しかし、マニラやセブ、ダバオ等の大都市圏近郊には、出稼ぎで来て、その後、故郷に帰るお金もないまま一人で生活をする高齢者や、家族が貧しいために十分なケアを受けられない高齢者もいる。
そのような身寄りがなかったり世話を受けられない高齢者のための民間の施設がいくつかある(でもあまりない、、)。そして、マニラ近郊に、とある高齢者用グループホームがあるのだが、その運営は、寄付やNGOなどの支援で支えられている。入居者は、入居費等の支払いをする必要がない。
いや、無料だからどうだとか、ということを言いたいわけではない。実際、年金制度も福祉制度も不十分なフィリピンでは、お金をもらおうにも、相手に払う術がない。ただ、身寄りのない高齢者の世話を、お金の問題ではなく、整っていない福祉制度や社会システムにもかかわらず、個人や地域の気持ちと責任で行うという姿勢があるということだ。
運営資金が十分でないため、このグループホームで提供されるケアには改善点が必要とされる点もあるが、入居者と共に暮らしたり世話をしている職員は、身寄りのない高齢者を自分の親のように面倒をみている。そんな人々の姿勢から、高齢者を敬い、大切にするフィリピンの人々の温かさを感じることができる。
もちろん職員にはそれぞれの生活があり、給料をもらって仕事として介護を行っているのだが、少なくともお金のためだとか、仕事だとか、ではなく、本当にお年寄りの心と体に寄り添い、その世話をしている。
日本には高齢者施設がたくさんある。

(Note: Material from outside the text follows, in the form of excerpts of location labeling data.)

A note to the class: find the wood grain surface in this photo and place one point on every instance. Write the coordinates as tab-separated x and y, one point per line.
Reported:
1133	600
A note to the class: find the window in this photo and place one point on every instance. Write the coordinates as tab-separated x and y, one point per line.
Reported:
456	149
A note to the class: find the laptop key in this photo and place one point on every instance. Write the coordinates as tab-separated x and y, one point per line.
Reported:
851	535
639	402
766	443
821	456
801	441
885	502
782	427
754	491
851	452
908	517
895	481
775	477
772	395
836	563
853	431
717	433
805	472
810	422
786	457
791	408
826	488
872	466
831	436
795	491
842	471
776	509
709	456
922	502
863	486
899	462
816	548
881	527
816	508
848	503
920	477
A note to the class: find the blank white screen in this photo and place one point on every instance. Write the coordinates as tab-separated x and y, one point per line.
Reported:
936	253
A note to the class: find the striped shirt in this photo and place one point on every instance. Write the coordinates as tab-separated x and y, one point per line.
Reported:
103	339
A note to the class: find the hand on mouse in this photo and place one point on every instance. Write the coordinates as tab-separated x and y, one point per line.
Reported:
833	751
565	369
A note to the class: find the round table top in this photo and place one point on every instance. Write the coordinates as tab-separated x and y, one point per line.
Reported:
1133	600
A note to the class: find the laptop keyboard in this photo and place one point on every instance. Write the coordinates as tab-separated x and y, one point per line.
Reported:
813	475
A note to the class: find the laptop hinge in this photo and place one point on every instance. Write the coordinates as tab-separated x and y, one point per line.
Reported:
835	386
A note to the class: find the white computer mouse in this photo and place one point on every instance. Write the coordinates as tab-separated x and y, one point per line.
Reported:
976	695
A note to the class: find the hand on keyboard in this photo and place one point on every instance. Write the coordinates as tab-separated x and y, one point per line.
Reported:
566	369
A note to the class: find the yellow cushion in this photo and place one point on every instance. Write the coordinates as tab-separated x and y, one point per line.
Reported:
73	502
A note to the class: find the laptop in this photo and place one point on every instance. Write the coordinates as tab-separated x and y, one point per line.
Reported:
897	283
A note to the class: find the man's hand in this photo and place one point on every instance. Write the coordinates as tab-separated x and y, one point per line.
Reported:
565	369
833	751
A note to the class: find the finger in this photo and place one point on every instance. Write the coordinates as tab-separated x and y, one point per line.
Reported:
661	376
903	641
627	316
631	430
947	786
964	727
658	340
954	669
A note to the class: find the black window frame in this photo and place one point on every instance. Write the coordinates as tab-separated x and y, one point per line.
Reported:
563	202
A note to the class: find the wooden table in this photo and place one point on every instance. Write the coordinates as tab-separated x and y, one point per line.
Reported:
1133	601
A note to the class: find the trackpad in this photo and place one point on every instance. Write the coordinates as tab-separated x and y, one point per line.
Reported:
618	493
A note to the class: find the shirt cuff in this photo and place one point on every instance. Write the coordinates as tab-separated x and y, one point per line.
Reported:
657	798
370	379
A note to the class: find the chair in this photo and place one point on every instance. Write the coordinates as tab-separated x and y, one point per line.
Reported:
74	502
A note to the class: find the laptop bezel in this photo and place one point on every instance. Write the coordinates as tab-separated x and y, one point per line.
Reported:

そして、その設備も環境も、また、福祉制度も、フィリピンとは比べ物にならないほど充実している。しかし、高齢者ケアや介護技術の進展がある一方で、高齢者を敬う姿勢や大切に思う気持ちは薄れてきているように感じられる。施設が、というわけではなく、国民全体のその社会の傾向として。
経済連携協定に基づき日本は、現在多くのフィリピン看護師、介護士を受け入れている。フィリピンよりやってくる介護技能実習生は、名目上は介護技術を学びに来るのだが、まあ実質的には出稼ぎのようなものだ。とはいえ、受け入れ側の日本の施設は、実習生に日本語と介護技術を教え、資格取得を目指す。
そのように、日本にやってくる海外からの技能実習生に、様々なことを教えるのだが、同時に、彼ら・彼女らから、学ぶこと、気付かされることが、たくさんあると思う。
家族の絆であり、愛であり、人との接し方や思いやりの気持ちの深さ、、、それはきっと、フィリピンを訪れた誰もが感じるものであるだろう。日本人がその文明の発達と生活の利便性の向上を手に入れてきたと同時に、何か忘れけかけている人として大切なもの。
日本とフィリピンの交流を通じて、フィリピン人が経済的に助けてもらい、様々な技術を学び、また、日本は、看護や介護業界の日本の労働力の不足を補ってもらい、そして、海外よりやってくる技能実習生から、日本から失われそうになっている高齢者に対する尊敬の念や大切に思う気持ちが、日本の社会にもたらされるといったような、有意義な交流が、より深まり、広がり、続いていったらいいな、と思う。